Adrien was about to argue, but the memories of nearly loosing Ladybug strangled his words in his throat. The fact that now he knew she was also Marinette made it all the more terrifying. Instead he bit his lip and glared back.
"Exactly," Gabriel hummed. "Don't forget, I've seen first hand exactly how much of yourself you are willing to lay down for her. I've seen the way you look at her. It's the same way I always looked at your mother."
"I'm not like you," Adrien said sullenly.
"Maybe more than you realize...but you always were more like your mother. I guess that's what worries me," Gabriel replied distractedly. When Adrien gave him a questioning look, he said, "How do you think she ended up like that. She took the peacock brooch, and used it to save my life. She sacrificed herself for me!"
"She did?!" Adrien whispered, feeling himself well up inside, but fighting to keep the pricking tears from flooding from his eyes.
"I swore to her I'd bring her back!" Gabriel said passionately, "no matter what the cost...but I failed her...I failed you," at this point Gabriel hunched his shoulders, and looked smaller than Adrien had ever thought possible. "I lost...everything."
Adrien was not sure what to say. How could he feel an ounce of pity for a man with no remorse?
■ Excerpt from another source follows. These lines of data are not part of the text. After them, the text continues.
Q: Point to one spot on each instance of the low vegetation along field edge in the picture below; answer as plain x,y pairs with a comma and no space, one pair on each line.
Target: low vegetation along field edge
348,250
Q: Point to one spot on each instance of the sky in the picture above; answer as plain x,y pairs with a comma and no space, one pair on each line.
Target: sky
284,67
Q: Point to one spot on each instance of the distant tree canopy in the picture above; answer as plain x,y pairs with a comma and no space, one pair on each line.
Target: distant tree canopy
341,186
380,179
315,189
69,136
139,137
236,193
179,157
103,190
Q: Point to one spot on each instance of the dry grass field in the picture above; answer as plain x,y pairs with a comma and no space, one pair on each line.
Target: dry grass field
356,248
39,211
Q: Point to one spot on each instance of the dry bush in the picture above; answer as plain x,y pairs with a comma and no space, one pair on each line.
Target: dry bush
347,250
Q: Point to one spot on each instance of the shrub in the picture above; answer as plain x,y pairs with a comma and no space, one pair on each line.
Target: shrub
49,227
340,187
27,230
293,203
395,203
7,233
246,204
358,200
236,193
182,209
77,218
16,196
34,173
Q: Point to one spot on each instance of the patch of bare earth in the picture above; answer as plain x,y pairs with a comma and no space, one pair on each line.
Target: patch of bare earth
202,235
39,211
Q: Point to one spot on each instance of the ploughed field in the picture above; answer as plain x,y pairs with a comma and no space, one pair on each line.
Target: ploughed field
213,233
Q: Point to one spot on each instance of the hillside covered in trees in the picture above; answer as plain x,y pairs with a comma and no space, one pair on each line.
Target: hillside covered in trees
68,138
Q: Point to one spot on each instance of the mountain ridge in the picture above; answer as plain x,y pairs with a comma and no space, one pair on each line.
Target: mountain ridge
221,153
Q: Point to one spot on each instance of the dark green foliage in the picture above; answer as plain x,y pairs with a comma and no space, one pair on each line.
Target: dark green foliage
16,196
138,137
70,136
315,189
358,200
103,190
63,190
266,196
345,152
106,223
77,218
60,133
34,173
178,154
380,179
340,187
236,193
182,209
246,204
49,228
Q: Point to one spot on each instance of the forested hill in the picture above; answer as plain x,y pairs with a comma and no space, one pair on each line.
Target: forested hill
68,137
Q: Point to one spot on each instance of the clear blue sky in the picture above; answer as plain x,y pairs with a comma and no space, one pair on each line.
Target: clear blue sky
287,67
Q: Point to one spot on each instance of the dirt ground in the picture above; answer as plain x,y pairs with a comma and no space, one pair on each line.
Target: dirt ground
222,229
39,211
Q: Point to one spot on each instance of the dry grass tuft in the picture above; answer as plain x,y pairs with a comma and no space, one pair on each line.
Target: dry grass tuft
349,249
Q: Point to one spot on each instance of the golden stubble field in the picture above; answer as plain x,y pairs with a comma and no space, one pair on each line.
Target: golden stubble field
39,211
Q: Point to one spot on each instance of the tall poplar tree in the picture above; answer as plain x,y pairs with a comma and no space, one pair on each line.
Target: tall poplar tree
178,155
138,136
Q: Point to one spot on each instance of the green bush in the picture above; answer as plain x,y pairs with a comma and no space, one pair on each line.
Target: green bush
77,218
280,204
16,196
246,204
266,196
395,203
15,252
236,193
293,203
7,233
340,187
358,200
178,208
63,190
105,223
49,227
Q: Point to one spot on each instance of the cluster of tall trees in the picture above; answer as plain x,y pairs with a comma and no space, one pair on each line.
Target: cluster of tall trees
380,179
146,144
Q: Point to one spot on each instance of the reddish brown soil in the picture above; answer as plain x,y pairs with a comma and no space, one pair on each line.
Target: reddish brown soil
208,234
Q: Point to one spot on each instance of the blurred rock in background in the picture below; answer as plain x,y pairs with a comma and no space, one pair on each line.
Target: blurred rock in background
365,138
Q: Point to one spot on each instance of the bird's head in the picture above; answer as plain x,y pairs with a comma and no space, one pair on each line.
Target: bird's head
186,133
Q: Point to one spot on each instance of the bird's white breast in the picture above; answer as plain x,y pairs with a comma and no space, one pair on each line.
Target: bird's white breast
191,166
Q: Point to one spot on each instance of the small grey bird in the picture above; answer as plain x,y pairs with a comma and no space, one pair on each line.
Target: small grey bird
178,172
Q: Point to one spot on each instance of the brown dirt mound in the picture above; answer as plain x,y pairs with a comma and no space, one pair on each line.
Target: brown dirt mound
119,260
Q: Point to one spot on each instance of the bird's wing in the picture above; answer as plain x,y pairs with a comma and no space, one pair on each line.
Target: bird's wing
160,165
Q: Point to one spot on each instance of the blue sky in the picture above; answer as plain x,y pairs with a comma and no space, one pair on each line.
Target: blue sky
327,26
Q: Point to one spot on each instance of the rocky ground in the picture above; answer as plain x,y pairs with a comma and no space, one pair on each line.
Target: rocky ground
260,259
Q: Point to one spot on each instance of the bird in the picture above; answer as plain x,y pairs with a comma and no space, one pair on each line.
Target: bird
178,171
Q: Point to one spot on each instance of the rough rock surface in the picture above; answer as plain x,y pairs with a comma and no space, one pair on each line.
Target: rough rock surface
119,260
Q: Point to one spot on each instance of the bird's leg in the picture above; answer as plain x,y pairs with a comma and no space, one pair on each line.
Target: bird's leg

A villain he had fought against countless times...and yet in a way he did...somewhere in the midst of tainted memories was still...his father.
Adrien went to get up and Gabriel reached out to touch Adrien's arm, causing the guard to glance over; So Gabriel retracted, and drew his arm back.
"I won't ever tell," Gabriel said quietly looking up at Adrien.
"I wish I could trust you," Adrien said conflicted.
"Maybe in this small way it is all I can do to prove...prove that I love you," his father murmured.
"I wish I could have saved you," Adrien said over his shoulder. Then he left him sitting at the table, and walked silently out the door.
Adrien had hoped that facing his father would have brought him closure...but it didn't. It stirred up more raw emotions not only from his actions as Hawkmoth, but the suffocating neglect and domineering control he inflicted as a parent.
"Adrien?" Plagg asked from within his pocket as they left the prison behind them. "You okay?"
"No," Adrien sighed. "But I think I finally know what I need to do."
"And that is...?" Plagg asked.
"It isn't just my father I need to try to forgive, I need to forgive myself."